In [17]: def increase_by_factor_2(row):
....: field_value = row['Population_2015']
....: calc_value = field_value * 2
....: return calc_value
....:
# Go through every row, and calculate the value for a new column ``Population_doubled``, by **apply**ing the function from above (downwards row by row -> axis=1)
In [18]: df['Population_doubled'] = df.apply(increase_by_factor_2, axis=1)
In [19]: print(df.head(5))
Country or area Urban Agglomeration Latitude Longitude Population_2015 \
0 Japan Tokyo 35.689500 139.691710 38001018
1 India Delhi 28.666670 77.216670 25703168
2 China Shanghai 31.220000 121.460000 23740778
3 Brazil S?o Paulo -23.550000 -46.640000 21066245
4 India Mumbai (Bombay) 19.073975 72.880838 21042538
Unnamed: 5 Population_doubled
0 NaN 76002036
1 NaN 51406336
2 NaN 47481556
3 NaN 42132490
4 NaN 42085076
Tricky directory path names in windows¶
In the lesson and exercise 1 hints for reading a CSV file in Pandas, a few students got a very cryptic error message, something about “decoding of sequence UCXXXXX not possible”. The error occurs in the line with ‘pd.read_csv’ and you likely have used the complete path:
df = pd.read_csv('c:\users\alex\geopython\L1\global-city-population-estimates.csv', sep=';', encoding='latin1')
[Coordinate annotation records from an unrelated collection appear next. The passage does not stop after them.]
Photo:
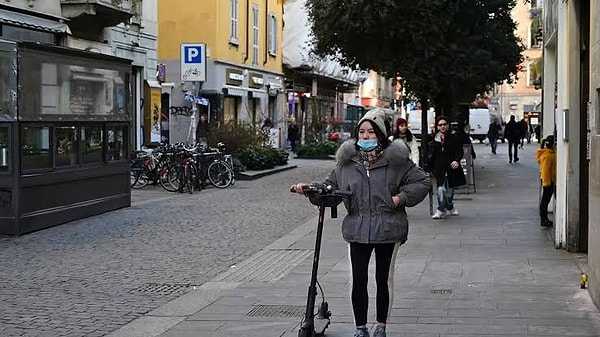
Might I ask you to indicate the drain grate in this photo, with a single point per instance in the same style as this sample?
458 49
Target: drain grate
266 266
163 289
277 311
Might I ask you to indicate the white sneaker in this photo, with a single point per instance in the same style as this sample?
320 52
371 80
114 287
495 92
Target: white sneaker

Windows uses backslashes ‘’ as folder separators. However, using backslashes can cause problems in String variables in programming languages. Therefore in Python we put an ‘r’ for ‘raw’ in front of the quotes for the String with the path name to the file, like so:
df = pd.read_csv(r'c:\users\alex\geopython\L1\global-city-population-estimates.csv', sep=';', encoding='latin1')
You could also just omit the long path and use only the filename. For that the file should also be saved where you Jupyter Notebook *.ipynb is located.